3) Share 10 “Honest” Things about yourself. Ready?

  1. Jen and Rachel once walked to the next town over to find the body of a neighborhood kid who’d disappeared and was thought to have been killed by a train.
  2. In her Junior year of High School, Jen had a one-time sexual encounter with her best friend and got pregnant. At first she thought she’d just get a speedy abortion but changed her mind at the last minute and ended up giving up the baby for adoption instead.
  3. Jen and Rachel once had a business together selling handmade soap. They used the proceeds from the soap sales to build a global organization to help vent male aggression.
  4. One year, our entire family decided to spend the holidays in Europe. It was great until we got to France and realized we had completely forgotten Rachel and left her at home. Everything turned out alright, though, because she was able to thwart the idiotic burglars who’d been planning to rob every house in our neighborhood.
  5. When Jen and Rachel were little, their father took a job as a caretaker for an isolated hotel in the Colorado mountains. They spent the entire winter snowed in with the whole 5-star hotel to themselves. It was awesome and not at all scary or weird in any way.
  6. Last year, Rachel was tortured and killed by an evil prince so Jen took her corpse to the local miracle man who made a chocolate pill which miraculously brought her back to life.
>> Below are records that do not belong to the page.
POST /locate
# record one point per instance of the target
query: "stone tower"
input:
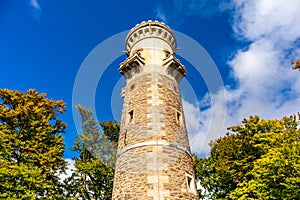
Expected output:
(154, 159)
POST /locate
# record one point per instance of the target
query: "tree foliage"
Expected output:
(31, 146)
(93, 176)
(259, 159)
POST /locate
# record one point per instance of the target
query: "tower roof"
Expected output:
(150, 29)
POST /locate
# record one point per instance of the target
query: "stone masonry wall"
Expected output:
(152, 111)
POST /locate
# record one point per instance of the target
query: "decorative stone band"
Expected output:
(154, 143)
(150, 29)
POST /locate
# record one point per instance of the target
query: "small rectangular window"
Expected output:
(130, 116)
(125, 135)
(178, 117)
(190, 183)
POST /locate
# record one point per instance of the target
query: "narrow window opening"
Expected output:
(190, 183)
(125, 135)
(178, 117)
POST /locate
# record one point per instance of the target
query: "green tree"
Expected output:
(31, 145)
(258, 160)
(93, 176)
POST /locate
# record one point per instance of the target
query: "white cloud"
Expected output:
(177, 10)
(35, 4)
(266, 85)
(277, 20)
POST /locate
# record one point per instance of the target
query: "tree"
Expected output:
(31, 145)
(93, 177)
(259, 159)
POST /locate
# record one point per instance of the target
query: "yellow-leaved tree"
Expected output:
(31, 145)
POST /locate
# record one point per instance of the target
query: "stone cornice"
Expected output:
(150, 29)
(131, 62)
(175, 63)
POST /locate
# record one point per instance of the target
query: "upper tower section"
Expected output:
(150, 34)
(150, 47)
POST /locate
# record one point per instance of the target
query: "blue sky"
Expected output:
(43, 44)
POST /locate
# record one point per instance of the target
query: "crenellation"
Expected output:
(154, 159)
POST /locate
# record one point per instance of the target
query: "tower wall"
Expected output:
(154, 159)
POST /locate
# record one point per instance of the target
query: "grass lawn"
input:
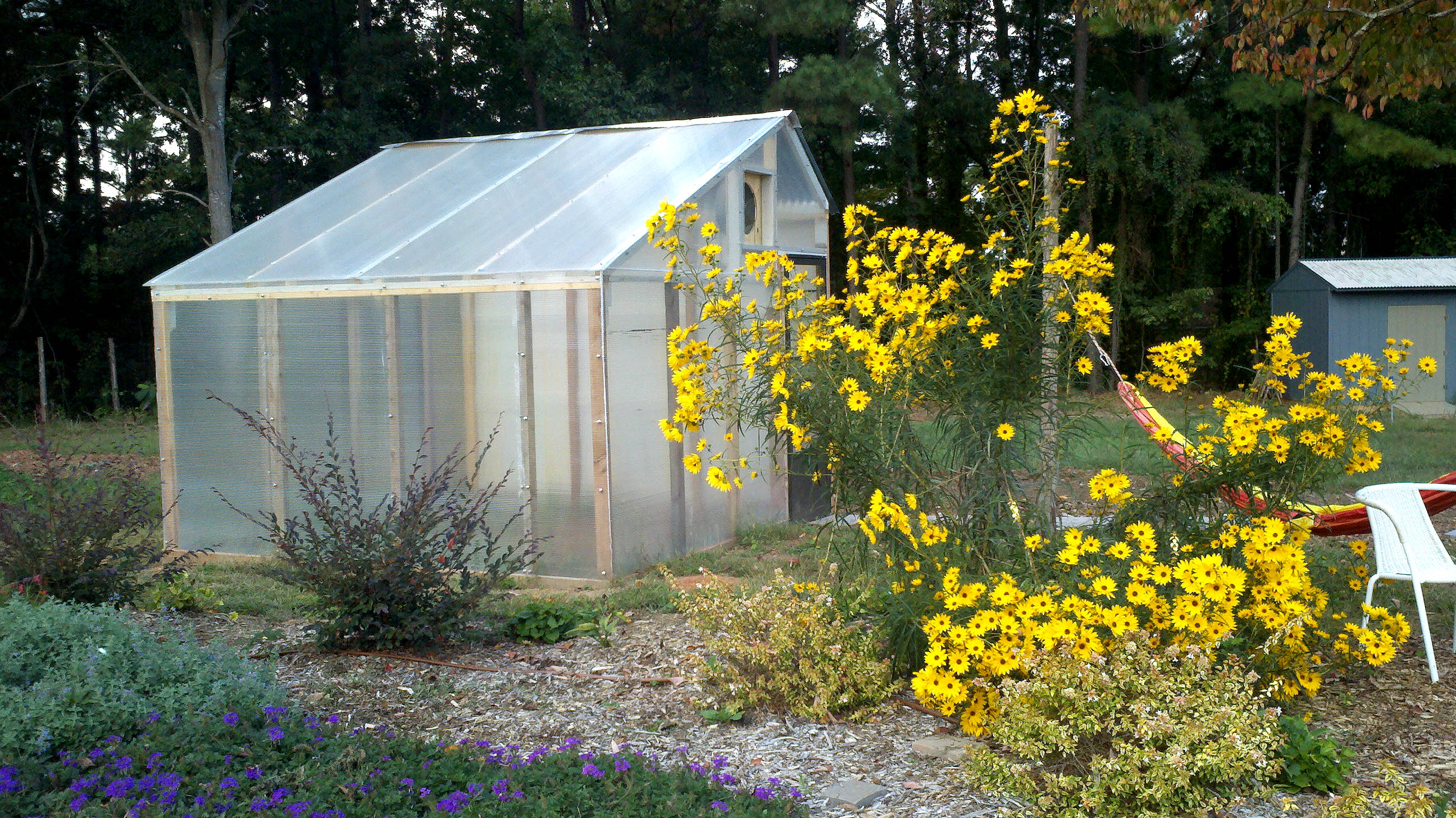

  7. Jen and Rachel were once hired by a mobster to retrieve a very special and very mysterious briefcase from a group of witless young thugs. It did not end well for most parties involved.
  8. Jen and Rachel once traveled back in time to find two humpback whales to bring back to the 24th century in order to save the earth from a deadly space probe that was vaporizing our oceans.
  9. Jen and Rachel were entrusted with a magical but soul stealing ring and walked all the way to Mount Doom to destroy it.
  10. When Rachel was in high school she dated the cutest boy in school, but he turned out to be a sparkly vampire.